Wednesday, March 04, 2015

Who owns Britain?

Police are failing to uncover the true scale of money laundering in the lucrative UK property market because investors' identities are being concealed through offshore tax havens, official data shows. Figures released by London's Metropolitan Police to anti-corruption NGO Transparency International reveal for the first time that its Proceeds of Corruption Unit (POCU) has investigated the ownership of just 144 properties with a total value of 180 million pounds ($277 million) in the UK since 2007. The head of the Met's corruption unit believes this figure represents the "tip of the iceberg," however, because more than three quarters of the properties are registered via offshore tax havens to hide their owner's identities, obstructing UK police investigation. Much of the capital is held in accounts in the British Overseas Territories.

At least 122 billion pounds worth of property in England and Wales is held through companies registered in offshore tax havens, according to a 2014 analysis by the Financial Times. Land registry data analyzed by Transparency International shows that one in 100 London properties are registered to offshore companies — enough to cover more than 2.5 square miles of real estate. In the borough of Westminster alone, nearly one in 10 properties are registered in offshore tax havens.
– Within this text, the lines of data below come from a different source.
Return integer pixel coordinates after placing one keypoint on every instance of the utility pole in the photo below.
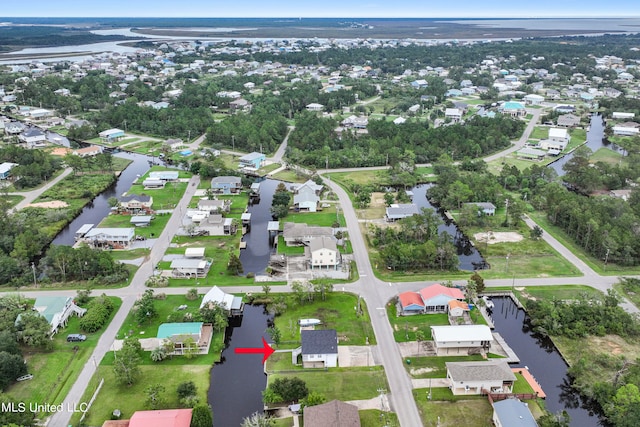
(33, 267)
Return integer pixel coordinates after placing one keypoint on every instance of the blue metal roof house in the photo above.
(252, 160)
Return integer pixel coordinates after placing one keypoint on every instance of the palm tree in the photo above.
(257, 419)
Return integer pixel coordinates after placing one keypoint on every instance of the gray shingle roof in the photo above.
(319, 342)
(480, 371)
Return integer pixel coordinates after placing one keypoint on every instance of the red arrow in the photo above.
(266, 350)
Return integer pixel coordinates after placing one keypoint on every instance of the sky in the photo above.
(325, 8)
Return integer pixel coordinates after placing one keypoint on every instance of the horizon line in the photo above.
(599, 16)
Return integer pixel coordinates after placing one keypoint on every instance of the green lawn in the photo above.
(326, 218)
(341, 383)
(607, 156)
(376, 418)
(336, 312)
(130, 399)
(597, 265)
(540, 132)
(154, 229)
(55, 372)
(434, 367)
(288, 250)
(164, 308)
(289, 175)
(468, 412)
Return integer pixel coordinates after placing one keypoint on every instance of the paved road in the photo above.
(129, 296)
(376, 294)
(523, 139)
(30, 196)
(277, 157)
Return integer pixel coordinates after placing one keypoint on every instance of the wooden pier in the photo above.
(511, 356)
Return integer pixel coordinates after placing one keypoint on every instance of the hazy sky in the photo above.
(325, 8)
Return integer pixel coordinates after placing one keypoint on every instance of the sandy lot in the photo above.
(498, 237)
(52, 204)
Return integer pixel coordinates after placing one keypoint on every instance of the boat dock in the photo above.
(531, 380)
(511, 356)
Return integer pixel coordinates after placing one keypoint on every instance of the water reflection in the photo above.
(237, 380)
(545, 363)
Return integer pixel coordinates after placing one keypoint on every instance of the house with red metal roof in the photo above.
(432, 299)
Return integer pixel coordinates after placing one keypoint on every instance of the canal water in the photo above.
(595, 141)
(544, 362)
(469, 257)
(255, 257)
(238, 380)
(99, 207)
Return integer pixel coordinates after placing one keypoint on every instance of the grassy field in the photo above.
(468, 412)
(376, 418)
(336, 312)
(154, 229)
(341, 383)
(55, 372)
(405, 327)
(600, 352)
(130, 399)
(289, 175)
(607, 156)
(597, 265)
(560, 292)
(12, 200)
(164, 308)
(434, 367)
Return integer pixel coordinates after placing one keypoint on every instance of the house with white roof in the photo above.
(474, 377)
(461, 340)
(231, 303)
(323, 252)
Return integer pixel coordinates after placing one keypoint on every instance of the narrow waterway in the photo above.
(255, 257)
(238, 380)
(469, 257)
(544, 362)
(595, 136)
(99, 207)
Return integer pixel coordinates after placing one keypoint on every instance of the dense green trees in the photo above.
(34, 166)
(64, 263)
(314, 141)
(262, 130)
(416, 245)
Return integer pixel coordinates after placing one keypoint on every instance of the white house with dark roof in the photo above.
(231, 303)
(323, 252)
(189, 267)
(136, 203)
(493, 375)
(226, 184)
(396, 212)
(57, 310)
(32, 136)
(298, 234)
(319, 348)
(112, 238)
(461, 340)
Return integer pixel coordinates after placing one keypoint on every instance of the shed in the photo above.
(194, 252)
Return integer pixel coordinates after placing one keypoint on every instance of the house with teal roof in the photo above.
(185, 335)
(513, 108)
(57, 311)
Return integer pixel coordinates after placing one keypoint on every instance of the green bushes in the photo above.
(97, 314)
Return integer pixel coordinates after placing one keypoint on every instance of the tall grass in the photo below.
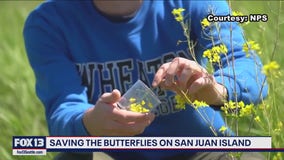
(21, 113)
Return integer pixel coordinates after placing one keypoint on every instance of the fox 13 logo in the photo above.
(29, 142)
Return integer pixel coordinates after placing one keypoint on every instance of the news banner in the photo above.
(40, 145)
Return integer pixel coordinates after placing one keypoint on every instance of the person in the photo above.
(86, 54)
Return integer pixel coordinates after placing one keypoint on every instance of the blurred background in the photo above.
(22, 114)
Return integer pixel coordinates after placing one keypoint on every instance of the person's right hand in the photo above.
(106, 119)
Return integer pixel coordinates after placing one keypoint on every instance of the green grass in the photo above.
(23, 114)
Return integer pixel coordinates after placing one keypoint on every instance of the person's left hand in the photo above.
(189, 77)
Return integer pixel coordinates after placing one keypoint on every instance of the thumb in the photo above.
(111, 98)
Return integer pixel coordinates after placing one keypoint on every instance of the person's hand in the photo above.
(187, 76)
(106, 119)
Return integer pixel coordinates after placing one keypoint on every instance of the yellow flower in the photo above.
(223, 129)
(178, 14)
(223, 49)
(216, 58)
(251, 45)
(180, 102)
(150, 105)
(213, 54)
(237, 13)
(135, 107)
(247, 110)
(257, 119)
(205, 23)
(132, 100)
(198, 104)
(270, 68)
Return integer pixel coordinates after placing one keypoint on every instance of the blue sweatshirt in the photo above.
(77, 54)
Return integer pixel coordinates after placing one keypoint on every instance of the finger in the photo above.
(119, 129)
(160, 74)
(110, 98)
(198, 84)
(172, 71)
(124, 116)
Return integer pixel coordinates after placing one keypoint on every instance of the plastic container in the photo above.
(139, 98)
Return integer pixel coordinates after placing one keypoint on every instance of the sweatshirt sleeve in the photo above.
(58, 84)
(241, 75)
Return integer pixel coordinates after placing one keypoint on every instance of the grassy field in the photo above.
(22, 113)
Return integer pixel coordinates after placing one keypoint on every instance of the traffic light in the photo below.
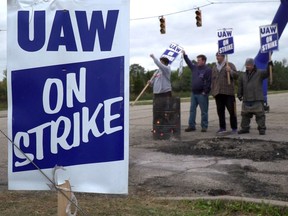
(198, 18)
(162, 25)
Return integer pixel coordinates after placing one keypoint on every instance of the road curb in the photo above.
(231, 198)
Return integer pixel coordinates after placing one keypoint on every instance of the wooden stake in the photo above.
(148, 83)
(270, 69)
(228, 73)
(62, 200)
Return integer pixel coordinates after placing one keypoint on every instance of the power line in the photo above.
(205, 5)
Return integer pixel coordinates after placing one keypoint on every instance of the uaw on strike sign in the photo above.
(225, 41)
(68, 75)
(269, 38)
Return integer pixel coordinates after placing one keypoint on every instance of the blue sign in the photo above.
(225, 41)
(68, 114)
(269, 38)
(172, 52)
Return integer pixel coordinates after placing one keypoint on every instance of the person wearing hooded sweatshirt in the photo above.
(201, 86)
(224, 93)
(161, 78)
(250, 91)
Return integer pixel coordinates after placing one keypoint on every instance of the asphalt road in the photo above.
(162, 174)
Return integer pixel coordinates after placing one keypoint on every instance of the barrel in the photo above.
(166, 118)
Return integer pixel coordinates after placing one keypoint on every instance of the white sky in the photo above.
(145, 37)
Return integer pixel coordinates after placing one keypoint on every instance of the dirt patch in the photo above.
(256, 150)
(259, 171)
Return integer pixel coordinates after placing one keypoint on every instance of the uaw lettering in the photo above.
(269, 38)
(225, 41)
(62, 30)
(73, 110)
(172, 52)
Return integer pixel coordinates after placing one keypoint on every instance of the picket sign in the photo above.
(226, 45)
(68, 86)
(269, 42)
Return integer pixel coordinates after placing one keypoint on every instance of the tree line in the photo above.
(181, 85)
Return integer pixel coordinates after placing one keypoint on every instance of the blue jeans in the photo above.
(203, 102)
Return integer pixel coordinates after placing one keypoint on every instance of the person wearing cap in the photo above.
(201, 86)
(161, 79)
(224, 92)
(250, 91)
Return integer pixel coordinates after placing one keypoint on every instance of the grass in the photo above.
(45, 203)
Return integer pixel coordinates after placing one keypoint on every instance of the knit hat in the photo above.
(249, 61)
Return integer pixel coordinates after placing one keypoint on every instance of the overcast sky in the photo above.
(145, 38)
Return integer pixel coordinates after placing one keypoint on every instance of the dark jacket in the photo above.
(201, 77)
(250, 85)
(220, 84)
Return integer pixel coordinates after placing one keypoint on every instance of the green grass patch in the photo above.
(45, 203)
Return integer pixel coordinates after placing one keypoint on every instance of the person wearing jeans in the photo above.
(201, 86)
(224, 92)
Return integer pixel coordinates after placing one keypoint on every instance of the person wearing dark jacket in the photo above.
(250, 91)
(201, 86)
(224, 92)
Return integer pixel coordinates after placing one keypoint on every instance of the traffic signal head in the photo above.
(198, 18)
(162, 25)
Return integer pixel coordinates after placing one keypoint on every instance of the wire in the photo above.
(205, 5)
(38, 168)
(169, 14)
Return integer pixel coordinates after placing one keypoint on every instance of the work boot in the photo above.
(243, 131)
(261, 132)
(204, 130)
(189, 129)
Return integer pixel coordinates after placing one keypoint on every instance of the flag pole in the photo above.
(270, 68)
(228, 73)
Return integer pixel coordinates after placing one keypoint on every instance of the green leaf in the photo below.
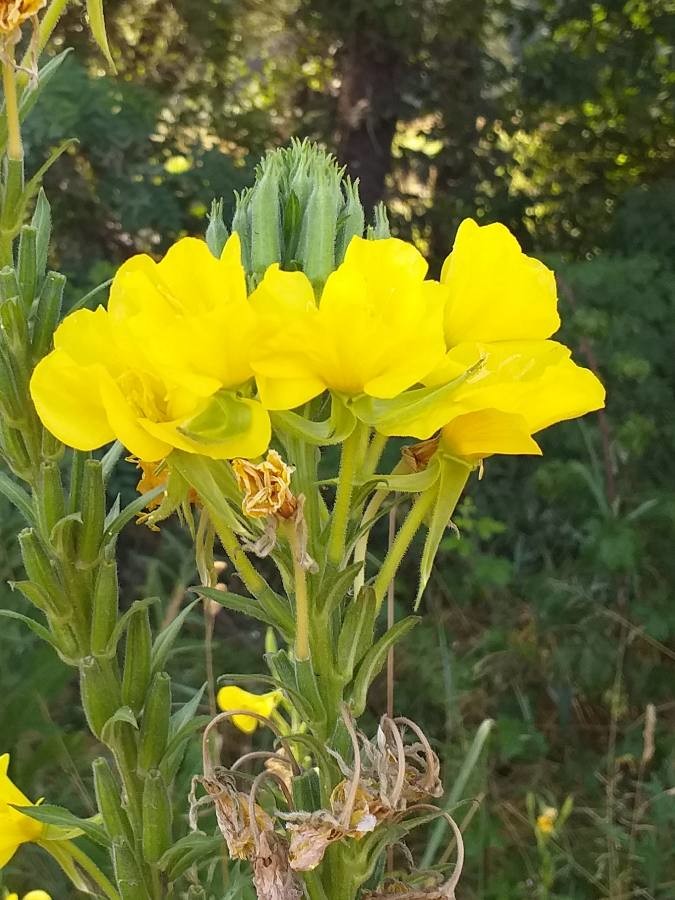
(247, 605)
(65, 825)
(17, 497)
(97, 25)
(374, 660)
(333, 430)
(166, 638)
(453, 477)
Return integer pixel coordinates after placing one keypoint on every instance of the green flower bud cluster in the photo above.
(301, 212)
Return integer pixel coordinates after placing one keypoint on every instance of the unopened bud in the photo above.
(156, 817)
(137, 660)
(155, 725)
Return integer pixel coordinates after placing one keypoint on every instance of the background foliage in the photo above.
(553, 613)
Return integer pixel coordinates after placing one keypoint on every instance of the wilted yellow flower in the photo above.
(266, 487)
(377, 329)
(500, 313)
(161, 367)
(13, 13)
(15, 827)
(546, 821)
(232, 697)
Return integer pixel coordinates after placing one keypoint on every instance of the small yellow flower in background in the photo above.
(377, 329)
(500, 313)
(232, 697)
(15, 827)
(13, 13)
(160, 367)
(31, 895)
(266, 487)
(546, 820)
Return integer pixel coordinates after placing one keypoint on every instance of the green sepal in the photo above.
(62, 825)
(356, 635)
(156, 835)
(100, 693)
(374, 661)
(47, 314)
(27, 265)
(225, 415)
(104, 609)
(155, 723)
(137, 660)
(107, 790)
(93, 513)
(307, 791)
(333, 430)
(452, 481)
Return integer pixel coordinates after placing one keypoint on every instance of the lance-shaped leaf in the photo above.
(374, 660)
(454, 474)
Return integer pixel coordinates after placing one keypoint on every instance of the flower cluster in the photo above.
(183, 357)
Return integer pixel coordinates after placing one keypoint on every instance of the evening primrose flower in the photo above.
(512, 381)
(165, 366)
(376, 330)
(15, 827)
(232, 697)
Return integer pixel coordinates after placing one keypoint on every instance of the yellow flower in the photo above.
(377, 329)
(160, 368)
(15, 827)
(13, 13)
(501, 310)
(232, 697)
(266, 487)
(546, 821)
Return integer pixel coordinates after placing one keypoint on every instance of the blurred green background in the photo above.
(554, 613)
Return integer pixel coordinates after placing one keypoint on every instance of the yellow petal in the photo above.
(476, 435)
(232, 697)
(68, 401)
(248, 444)
(496, 292)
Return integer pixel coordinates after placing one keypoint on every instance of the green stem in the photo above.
(404, 537)
(340, 516)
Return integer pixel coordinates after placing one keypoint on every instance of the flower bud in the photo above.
(51, 502)
(47, 314)
(137, 660)
(265, 217)
(216, 233)
(100, 692)
(155, 724)
(39, 569)
(93, 512)
(109, 805)
(27, 265)
(352, 219)
(156, 817)
(105, 606)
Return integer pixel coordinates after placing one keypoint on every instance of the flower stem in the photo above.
(14, 146)
(351, 450)
(404, 537)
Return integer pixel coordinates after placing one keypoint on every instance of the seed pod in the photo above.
(108, 800)
(105, 607)
(47, 314)
(100, 692)
(27, 265)
(156, 817)
(40, 570)
(52, 505)
(93, 512)
(137, 661)
(155, 724)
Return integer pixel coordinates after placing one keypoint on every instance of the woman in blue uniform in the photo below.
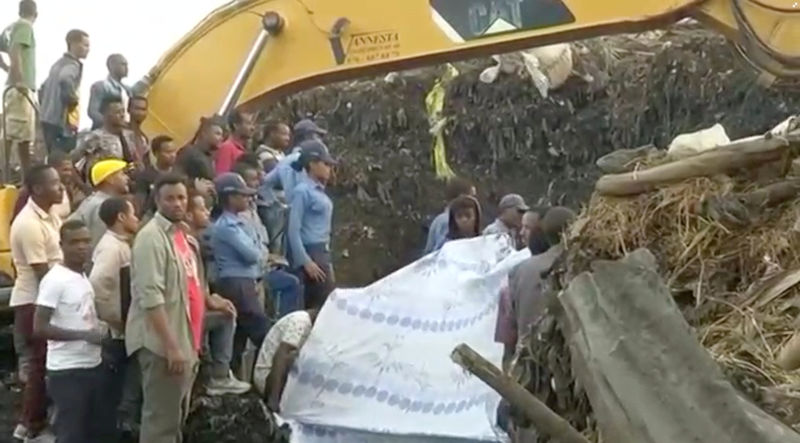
(310, 218)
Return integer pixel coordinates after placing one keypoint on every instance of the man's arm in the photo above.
(244, 246)
(15, 67)
(276, 380)
(148, 284)
(21, 37)
(34, 250)
(50, 293)
(299, 255)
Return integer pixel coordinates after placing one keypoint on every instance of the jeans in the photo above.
(121, 389)
(77, 397)
(251, 320)
(286, 292)
(166, 398)
(219, 330)
(274, 219)
(34, 397)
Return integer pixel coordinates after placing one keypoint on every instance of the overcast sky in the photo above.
(141, 30)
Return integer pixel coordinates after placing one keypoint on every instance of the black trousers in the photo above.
(251, 320)
(120, 391)
(76, 395)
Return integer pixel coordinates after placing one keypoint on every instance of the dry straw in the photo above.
(719, 272)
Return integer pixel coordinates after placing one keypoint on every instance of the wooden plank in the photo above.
(746, 153)
(543, 418)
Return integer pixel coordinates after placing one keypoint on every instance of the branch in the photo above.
(544, 419)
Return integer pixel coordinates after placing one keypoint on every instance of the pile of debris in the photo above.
(629, 90)
(724, 227)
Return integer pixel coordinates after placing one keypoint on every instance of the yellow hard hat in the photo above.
(105, 168)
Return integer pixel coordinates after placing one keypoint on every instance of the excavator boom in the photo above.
(251, 51)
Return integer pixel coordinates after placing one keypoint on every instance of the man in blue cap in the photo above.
(238, 258)
(277, 187)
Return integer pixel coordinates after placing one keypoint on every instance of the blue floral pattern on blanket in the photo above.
(378, 360)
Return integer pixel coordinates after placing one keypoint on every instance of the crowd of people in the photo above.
(142, 264)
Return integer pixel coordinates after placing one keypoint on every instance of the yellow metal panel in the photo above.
(8, 197)
(193, 78)
(7, 265)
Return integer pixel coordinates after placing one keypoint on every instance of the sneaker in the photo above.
(226, 385)
(44, 437)
(20, 432)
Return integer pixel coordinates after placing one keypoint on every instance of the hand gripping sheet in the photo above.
(377, 366)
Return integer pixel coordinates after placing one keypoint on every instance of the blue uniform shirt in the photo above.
(310, 215)
(282, 176)
(237, 252)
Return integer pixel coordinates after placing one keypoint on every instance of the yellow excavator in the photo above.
(250, 52)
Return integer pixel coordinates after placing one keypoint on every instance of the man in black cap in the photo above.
(277, 187)
(509, 216)
(238, 257)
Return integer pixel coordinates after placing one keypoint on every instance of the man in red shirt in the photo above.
(242, 129)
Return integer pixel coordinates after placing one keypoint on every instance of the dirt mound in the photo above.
(506, 137)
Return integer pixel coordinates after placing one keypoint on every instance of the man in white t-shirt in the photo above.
(34, 250)
(278, 352)
(66, 318)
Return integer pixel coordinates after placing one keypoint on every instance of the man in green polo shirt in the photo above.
(19, 101)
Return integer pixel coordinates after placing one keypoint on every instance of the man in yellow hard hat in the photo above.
(109, 179)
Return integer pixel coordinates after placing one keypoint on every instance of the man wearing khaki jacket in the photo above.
(110, 278)
(164, 325)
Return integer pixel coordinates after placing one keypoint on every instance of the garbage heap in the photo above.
(628, 91)
(727, 241)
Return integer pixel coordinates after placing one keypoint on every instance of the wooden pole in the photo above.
(543, 418)
(747, 153)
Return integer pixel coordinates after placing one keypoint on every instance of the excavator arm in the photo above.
(252, 51)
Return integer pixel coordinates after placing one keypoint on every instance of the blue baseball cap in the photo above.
(315, 150)
(232, 183)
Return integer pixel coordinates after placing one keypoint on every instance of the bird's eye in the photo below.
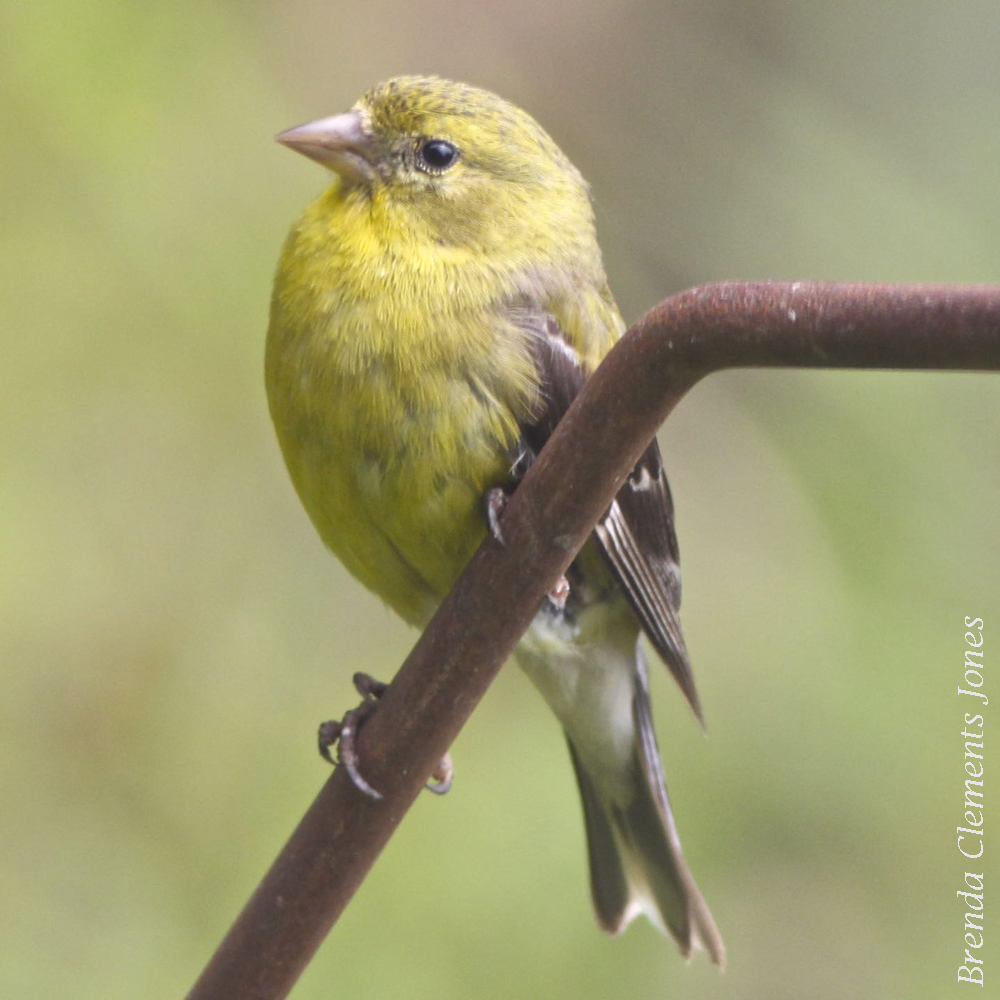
(435, 156)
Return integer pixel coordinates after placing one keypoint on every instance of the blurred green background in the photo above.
(172, 631)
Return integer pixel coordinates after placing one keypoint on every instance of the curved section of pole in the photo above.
(760, 325)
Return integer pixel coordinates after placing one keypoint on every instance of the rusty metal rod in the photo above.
(759, 325)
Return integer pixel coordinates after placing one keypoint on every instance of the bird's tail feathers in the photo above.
(636, 862)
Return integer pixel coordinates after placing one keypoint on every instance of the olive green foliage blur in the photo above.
(172, 630)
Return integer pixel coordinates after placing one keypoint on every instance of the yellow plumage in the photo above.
(433, 314)
(396, 371)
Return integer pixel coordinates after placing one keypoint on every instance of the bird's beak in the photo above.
(341, 142)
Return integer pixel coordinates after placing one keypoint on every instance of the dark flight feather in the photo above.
(636, 534)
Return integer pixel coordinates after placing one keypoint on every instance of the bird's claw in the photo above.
(496, 501)
(558, 594)
(344, 734)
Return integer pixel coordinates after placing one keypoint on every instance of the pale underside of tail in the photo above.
(600, 693)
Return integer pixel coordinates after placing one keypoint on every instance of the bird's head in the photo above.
(455, 167)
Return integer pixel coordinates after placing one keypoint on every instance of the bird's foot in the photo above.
(344, 733)
(496, 501)
(559, 593)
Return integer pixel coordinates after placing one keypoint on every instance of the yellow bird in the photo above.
(434, 314)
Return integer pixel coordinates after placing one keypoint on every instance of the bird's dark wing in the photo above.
(636, 534)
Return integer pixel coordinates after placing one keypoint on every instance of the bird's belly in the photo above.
(396, 491)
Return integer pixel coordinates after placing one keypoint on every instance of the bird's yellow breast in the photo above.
(396, 382)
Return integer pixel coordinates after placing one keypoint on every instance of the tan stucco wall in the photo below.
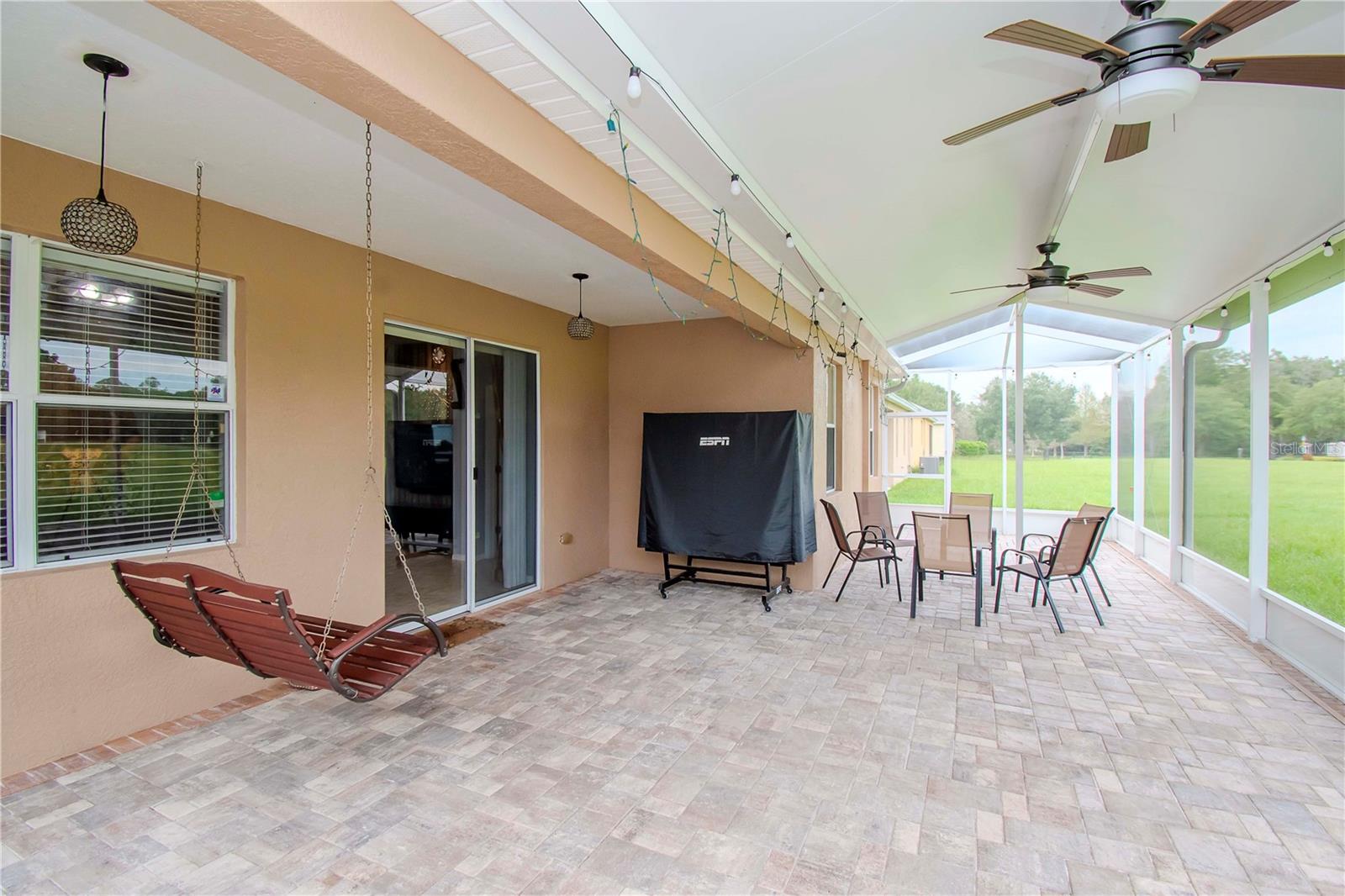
(77, 662)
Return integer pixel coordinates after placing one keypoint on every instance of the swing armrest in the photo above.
(378, 627)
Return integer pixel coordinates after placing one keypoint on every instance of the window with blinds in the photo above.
(4, 313)
(109, 327)
(6, 492)
(112, 479)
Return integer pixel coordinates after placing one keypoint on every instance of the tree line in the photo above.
(1306, 403)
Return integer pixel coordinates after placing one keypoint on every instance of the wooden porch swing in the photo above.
(203, 613)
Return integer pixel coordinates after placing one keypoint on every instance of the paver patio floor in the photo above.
(609, 741)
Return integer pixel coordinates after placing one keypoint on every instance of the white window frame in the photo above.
(24, 397)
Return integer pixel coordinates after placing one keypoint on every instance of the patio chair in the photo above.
(1087, 510)
(876, 514)
(943, 546)
(873, 548)
(202, 613)
(1067, 560)
(981, 509)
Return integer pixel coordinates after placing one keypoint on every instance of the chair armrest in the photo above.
(378, 627)
(1022, 542)
(1032, 559)
(880, 539)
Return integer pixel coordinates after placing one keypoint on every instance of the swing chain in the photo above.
(198, 347)
(370, 472)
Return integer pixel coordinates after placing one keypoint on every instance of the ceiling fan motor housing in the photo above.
(1048, 273)
(1150, 44)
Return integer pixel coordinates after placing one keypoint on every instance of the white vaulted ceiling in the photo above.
(831, 112)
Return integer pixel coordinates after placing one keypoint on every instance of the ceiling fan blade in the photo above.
(1008, 286)
(981, 129)
(1114, 272)
(1046, 37)
(1095, 289)
(1231, 18)
(1126, 141)
(1298, 71)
More than a third of foreign company-owned properties are registered in the British Virgin Islands. The rest are registered in Jersey (14 percent), the Isle of Man (8.5 percent), Guernsey (8 percent), Panama (3.4 percent), and unknown locations (2.5 percent). The British Virgin Islands is the most popular tax haven for London investors. Local legislation grants offshore companies complete secrecy over the identity of owners, directors, and shareholders. Properties owned through companies registered there are also exempt from capital gains taxes, succession taxes, and stamp duties. Politically stable and with a familiar judicial system, creating an offshore company there takes less than 48 hours.